Add a comment Jam1000000amSat, 19 Jan 2008 06:10:02 +000008 23, 2007
what have i done??
oy the mess ive made. i really need some professional help. ok so heres my problem. i told my boyfriend i have to go to thailand and i had a bunch of stupid reasons why i had to go. we broke up a night before i left. i was even sad! i like the guy. i think he’s funny and thats a lot for me. i love waking up with him in the morning. he is a very good huger. he loves old movies. he travelled more then me (!). he hates cats maybe thats why i left, lol. loves ice cream. knows when to shut me up. good guy really. a person that wasnt left as a kid again and again cant know the fear i have of being left again so i leave first.
anyway, im on the plane talking to this italian guy next to me eating something….. indian i guess. i land in bangkok and check my emails. great. i get a stupid advice from this guy telling me not to leave. and i get an email from R telling me he is on his way to be with me. great! what happened to i need to work? got a test next week? unbelievable. so now he is here with me. and i want to die.

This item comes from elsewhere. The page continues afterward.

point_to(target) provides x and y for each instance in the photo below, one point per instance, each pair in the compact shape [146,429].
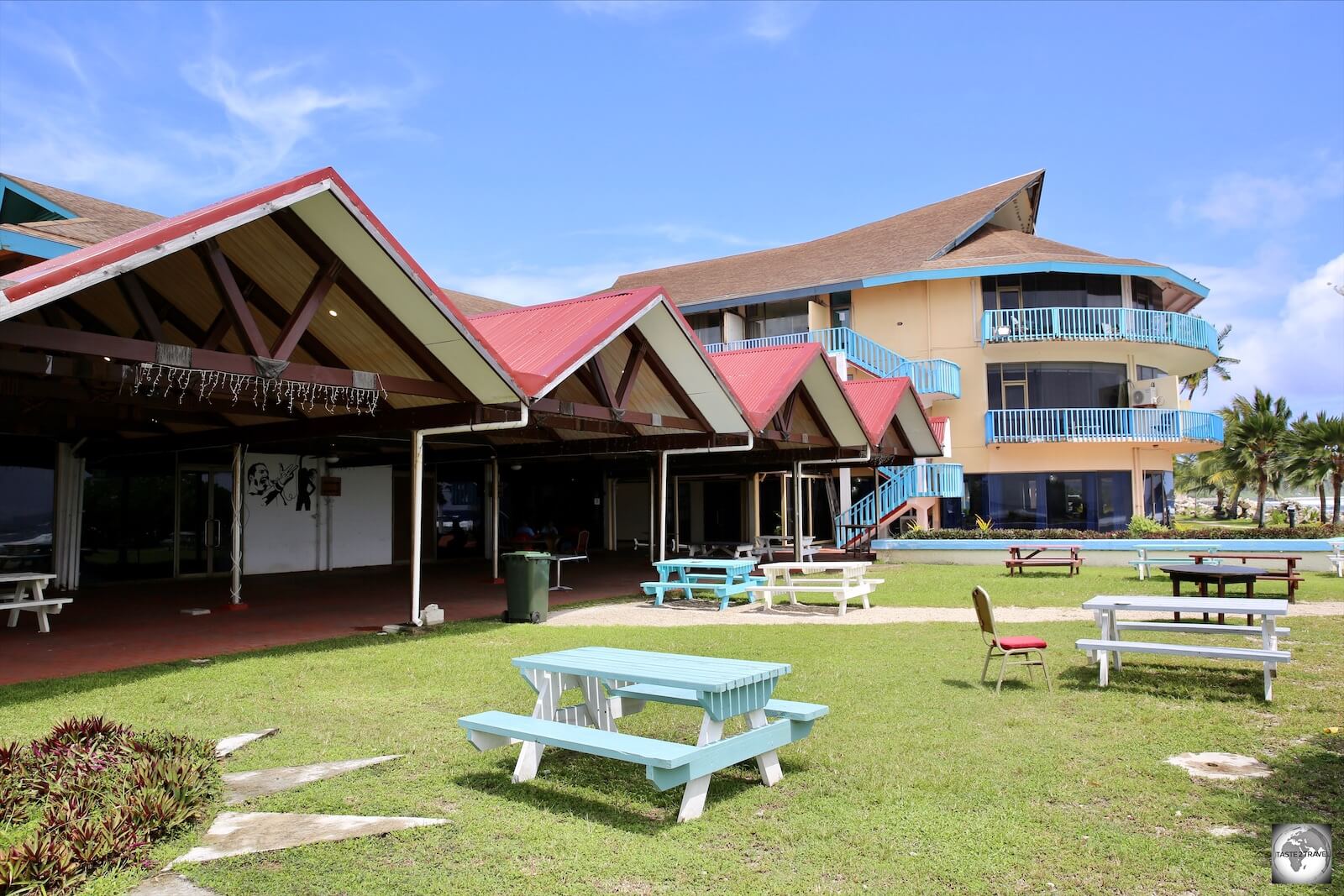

do i complain too much? i just read what i wrote and i do bitch a lot. a nice guy is here with me on this beautiful island. no reason to be scared. at these times i really love israel. its far far away and people are too scared of going there. lol. im such an easy going person i should relax and have a good time.
but if he’s gonna ask me to marry him and i run away again im becoming a nun and thats final! ok my ride is here im gonna go.
E- im worried about you. you cant send me this email and not respond again. i told you that if you need me im there for you. if youre in trouble i can fly anywhere and be with you. canada, mexico, europe you name it and im there. lihiavr@gmail.com. im not sure whats going on but i promise you that youre not alone!
well wish me luck!
Add a comment Jam1000000amTue, 08 Jan 2008 00:08:11 +000008 23, 2007
wish you were here i can use a hug…
i hate the fact that youre not here. you should sit by my side right now and hold me. you always knew the right thing to say. you always knew how to make me smile. well i need you right now. i know i dont say that very often. maybe i should. but i woke up this morning missing you. you are my best friend. my closest lover. and youre not here when i really need you. so i decided to pretend and write to you.
im flying tomorrow. leaving india. leaving him. and i dont want to leave. why do i always leave? well i was thinking about it last night and woke up with that same thought this morning. if youll be here next to me you might say that he is not the right guy for me. that im not ready. that its not the right time in my life right now to commit. youre right. really you are. but there is more. there is something else that stops me every time from going all the way. and its not what my mind tells me. you wanna know what it is? its simple really. in one word, fear.
im sure you want to know how can a girl like me still get scared. well i gotta tell you, not many things scare me. im scared of the dark did i tell you that? and im scared of bugs. the big ones but i think you knew that already. and im scared of love. i want it but only when i can control it and leave it when the time is right. any other type of love i cant handle.
as you know i like to be in control of my own life. fear has no place in my life. so i need to get over it. im working on my fear from darkness. i didnt take my flashlight with me this time and i think its getting better. if i walk alone in the dark i found that singing to myself really helps.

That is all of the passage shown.